Möglichst alle Menschen sollen Trainings in gewaltloser Konfliktregelung und Unterricht in feministischer Theorie besuchen, um so Probleme auch ohne Hinzurufen der Sicherheitskräfte klären zu können. Ein dadurch verfolgtes Hauptziel ist ein Empowerment der Gesellschaft, so dass die Sicherheitskräfte in ferner Zukunft abgeschafft werden können.

Ein weiterer Punkt ist die Rechenschaftspflicht von oben nach unten und nicht wie bei uns umgekehrt. Die Kommandostruktur ist demokratisch aufgebaut. Einzelne Asayesch-Einheiten wählen Vertreter_innen, die auf monatlichen Treffen die Kommandierenden der nächst oberen Stufe wählen. Diese haben bei den Treffen Bericht abzulegen an die Ebenen darunter. Die unteren Ebenen erstatten Bericht an die betreffenden Räte der Region.

Fazit?!

Es ist lediglich ein Beispiel einer möglichen Alternative zur Polizei, die in einer gegenwärtigen Situation ihre Erprobung findet, die schwer mit unserer hier in Europa vergleichbar ist. Sicherlich können einige Schwierigkeiten nicht ausgeblendet werden, wie übermäßige Gewaltanwendung oder der Vorwurf von Zwangsrekrutierungen und Enteignungen von Häusern. Dies ist eventuell dem Kriegszustand geschuldet.

Generell ist aber zu sagen, dass einige Voraussetzungen geschaffen worden sind, eine Institution wie die Polizei einzustampfen. Basisdemokratische und quotierte Entscheidungsstrukturen, eine alternative Ökonomie, die nur auf Bedürfnisse ausgelegt ist, ein resozialisierendes Justizsystem und eine sich bildende und empowernde Gesellschaft. Sicherheitskräfte, welche der Gesellschaft dienen und nicht dem Staat und seiner ungerechten, kapitalistischen Stuktur. Eine demokratische und alternierende Kommandoebene, welche transparent Rechenschaft über ihre Arbeit abgibt.

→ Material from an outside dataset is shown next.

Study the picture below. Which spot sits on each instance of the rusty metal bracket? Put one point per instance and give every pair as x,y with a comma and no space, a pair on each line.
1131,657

So könnten erste Schritte in eine Welt, die uns gefällt, aussehen. Denn wir brauchen eure Gewalt nicht! Eure Lügen und Vertuschungen! Euren Rassismus und Hass auf alles, was ihr als „feindlich“ deklariert! Eure Selbstgefälligkeit und dummen Sprüche! Eure militärische Aufrüstung, Gefahrengebiete und Law-and-Order-Politik! Wir brauchen das alles nicht!

Der Polizei die Grundlage entziehen! Eigene soziale und politische Strukturen aufbauen! Das gesellschaftliche Miteinander selbst in die Hand nehmen!